You use paired commas to set off a parenthetical.
Findings show that there is increased blood flow to the brain.
If you want to insert "during the initial stages of love" as a parenthetical, you set it off with commas, hence:
Findings show that, during the initial stages of love, there is increased blood flow to the brain.
This has nothing to do with the fact that the parenthetical happens to be preceded by the word "that". For example:
Findings show, during the initial stages of love, there is increased blood flow to the brain.
Findings show, during the initial stages of love, that there is increased blood flow to the brain.
Notice the commas are still there, still setting off the parenthetical. These are a bit awkward, but still perfectly legal grammatically.

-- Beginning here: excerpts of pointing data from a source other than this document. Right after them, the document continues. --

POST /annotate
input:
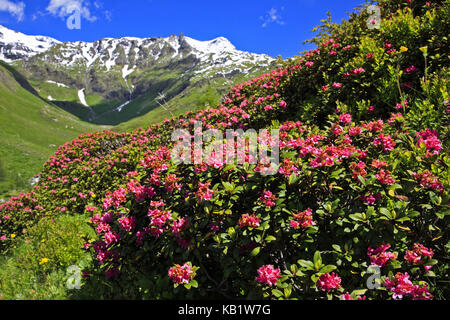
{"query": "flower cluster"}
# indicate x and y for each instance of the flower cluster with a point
(302, 219)
(249, 221)
(380, 256)
(328, 282)
(268, 275)
(402, 287)
(181, 274)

Answered by David Schwartz on July 7, 2021
Here's an example of a sentence that contains a parenthetical phrase (one that is not essential to the framing sentence): "Skye's sentence, which has no parenthetical phrase, needs no commas." Remove it, and the essential meaning of the sentence is preserved: "Skye's sentence needs no commas."
If you remove "during the initial stages of love" from Skye's sentence, you remove the condition essential to the findings, which leaves you with this meaningless statement: "Findings show that there is increased blood flow to the brain." So "during the initial stages of love" is not a parenthetical phrase.

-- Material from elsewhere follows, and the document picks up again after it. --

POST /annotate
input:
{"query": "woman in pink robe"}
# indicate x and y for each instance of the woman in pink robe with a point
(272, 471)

Answered by Ben on July 7, 2021
I think the problem here is that "that" introduces a clause that is, in turn, introduced by a phrase. If it were an independent clause, one would separate any phrase before the clause proper with a comma. Thus: During the initial stages of love, there is increased blood flow to the brain. Now we are creating a noun clause by placing "that" in front of it. Does one then separate the whole phrase with commas, or just place one after "love"? Or does the rule of comma before a main clause not apply because it is now a dependent clause? I would argue for a comma after "that".